Wine label stickers – Admire Magazine June 2016
If you follow wine news then you may have read about or listened to different opinions about wine reviews and the use of gold, silver and bronze medal stickers on bottles and I think it is a subject worth mulling over and being aware of when you select a bottle from the shelf at your favourite wine retailer.
The discussion has two key themes, wine reviews that have been paid for and the use of gold medal stickers. When it comes to paid for wine reviews there are three clear camps, those who think they are ok, those who think they aren’t and those who have mixed feelings.
I am among those who don’t think they are ok but I do understand why wineries pay to have their wines reviewed and why some wine writers/judges charge for their expertise. Wineries operate in a commercial world and they know that a bottle with a five-star review or a gold sticker on it will sell well while those without a sticker don’t sell as quickly.
Some wine judges are asked to assess many hundreds of wines a year and this takes time so they need to be paid somehow. As the printed media contracts there are fewer opportunities to be paid for writing about wine so one way to earn an income is to charge for their expertise.

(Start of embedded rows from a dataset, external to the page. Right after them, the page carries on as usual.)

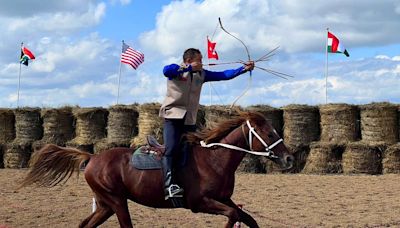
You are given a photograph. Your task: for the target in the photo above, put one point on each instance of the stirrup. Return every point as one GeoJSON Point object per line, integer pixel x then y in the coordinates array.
{"type": "Point", "coordinates": [174, 191]}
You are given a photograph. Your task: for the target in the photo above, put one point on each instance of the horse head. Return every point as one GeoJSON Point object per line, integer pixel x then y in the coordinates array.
{"type": "Point", "coordinates": [264, 140]}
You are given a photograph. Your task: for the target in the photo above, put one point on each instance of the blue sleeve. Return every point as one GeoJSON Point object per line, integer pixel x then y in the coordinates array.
{"type": "Point", "coordinates": [174, 70]}
{"type": "Point", "coordinates": [223, 75]}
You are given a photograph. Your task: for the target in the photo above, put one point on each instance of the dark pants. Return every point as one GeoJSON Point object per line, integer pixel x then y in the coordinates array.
{"type": "Point", "coordinates": [173, 131]}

Wineries know if they send certain writers or judges a wine for review they will get an invoice for that review and many are very happy to pay the invoice because they can use any positive reviews for marketing, but is it really an independent review?
In my opinion if a judge or writer knows they are being paid by a winery then they are likely to look more kindly at a wine sample because they want to encourage wineries to keep sending them samples and that compromises the integrity of a review.
Then there are the wineries who publish these positive reviews and proudly slap gold stickers all over the bottle to help sell their wines. Some even produce their own gold stickers saying things like ‘established in 1996’ or ‘Highly Awarded Winery’ neither statement says anything about the wine in the bottle and unless you read the fine print on the sticker you are being suckered into perceiving the wine is of gold medal standard.
A winery can also be awarded the high accolade of Winemaker of the Year at a wine show and are entitled to use a gold label declaring that for the next year, however there is nothing to stop them putting that sticker on every bottle of wine they produce even if a wine has never been anywhere near a wine show.
So who is right and who is wrong, the wine writer/judge for charging, the winery for paying, the winery for using gold stickers to promote their wines or the winery promoting the success of one wine on all of their wines?
Well that is for you to decide and hopefully for the industry to set some rules around; wine shows for example could make it a condition that using Winemaker of the Year gold stickers is strictly limited to the wines entered into the show and can’t be used on just any old wine, a wine that may even have been imported in bulk and bottled here with the winery’s name.
Retailers could refuse to stock wines with what I call marketing gold stickers (Winery Established in 1996) and have no relevance to the quality of the wine inside the bottle.
I think some wine writers and judges will continue to charge for their service because that is how they make a living but maybe the wineries should declare they have paid for the review when they use the review in any form of marketing.